The Incident
I'm really not sure why the police are so angry at me. It's not like I hurt anyone. Much. My only crime is being devilishly handsome and trusting my partner in crime. So much for loyalty, Jessica. She had been livid when I'd had that affair, but she really wasn't one to criticize. I slip into the door to my apartment and take the elevator to the second floor. What were the police going to do, follow me onto my private property? Without a warrant? That would be unbelievably stupid. It would invalidate any evidence the obtained, as it would've been done so illegally.
Besides being incredibly clever and currently being chased by the Washington DC police, I was also a domestic terrorist. I can't imagine why they would call me that. All I did was bomb the White House. It's not like there were many people in there, I planned it that way. I was making a statement, not trying to get anyone killed. I had failed however, and there were two people's blood on my hand. And the president's cat, but I hate cats. One scratched me as a child, plus I'm allergic. That's plenty reason to hate the filthy creatures.

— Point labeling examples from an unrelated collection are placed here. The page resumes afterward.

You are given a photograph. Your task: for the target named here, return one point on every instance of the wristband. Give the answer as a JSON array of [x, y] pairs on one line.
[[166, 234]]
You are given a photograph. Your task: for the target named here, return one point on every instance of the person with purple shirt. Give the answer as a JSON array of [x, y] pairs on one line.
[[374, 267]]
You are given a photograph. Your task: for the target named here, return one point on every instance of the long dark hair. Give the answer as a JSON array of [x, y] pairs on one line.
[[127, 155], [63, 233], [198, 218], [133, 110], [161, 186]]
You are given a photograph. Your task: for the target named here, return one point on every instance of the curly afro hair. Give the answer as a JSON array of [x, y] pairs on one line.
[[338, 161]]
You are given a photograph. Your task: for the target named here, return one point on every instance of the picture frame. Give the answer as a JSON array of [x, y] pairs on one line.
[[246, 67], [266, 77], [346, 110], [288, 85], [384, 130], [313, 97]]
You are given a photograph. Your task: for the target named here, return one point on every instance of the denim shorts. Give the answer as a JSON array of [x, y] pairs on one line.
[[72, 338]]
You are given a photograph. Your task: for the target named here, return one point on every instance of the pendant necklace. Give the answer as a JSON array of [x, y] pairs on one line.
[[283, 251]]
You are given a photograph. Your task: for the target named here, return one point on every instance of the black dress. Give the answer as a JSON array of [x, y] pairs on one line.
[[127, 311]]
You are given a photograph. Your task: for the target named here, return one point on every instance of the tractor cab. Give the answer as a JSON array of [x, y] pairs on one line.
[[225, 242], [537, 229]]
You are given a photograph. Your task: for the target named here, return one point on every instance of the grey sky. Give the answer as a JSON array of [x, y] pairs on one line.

Enough talk about me, as fabulous as I am. There is a bigger problem at hand. The police are nearly on me. And there's a cat in here. My worst fear. It's all I can do not to shriek. Damn it. Jail is starting to look like a viable option. Time to get out of here. I don't want to test the private property thing. I drop out of the room through the second story window, rolling as I hit the ground. I duck into the car my getaway driver, who did not betray me, Jessica, has parked across the street. Some
"What are you waiting for?" I shout. "Drive!" And he does, going well above the speed limit, which the police also did. Hypocrites. Add speeding to my list of crimes, I guess. With the city behind me, I head to a farmhouse in the country to lay low for a while. I had no desire to receive the death penalty. A man as remarkable as me should never be defeated in such a humiliating manner. Caught by city police. What a pathetic way to end a movement. And why pretend otherwise, I don't have any legitimate criticisms to levy, but I had made up plenty in case the media asked. I desperately hope they would. Attention is my drug, and it's as potent as any other. For now, I have to lay low. I hate it here.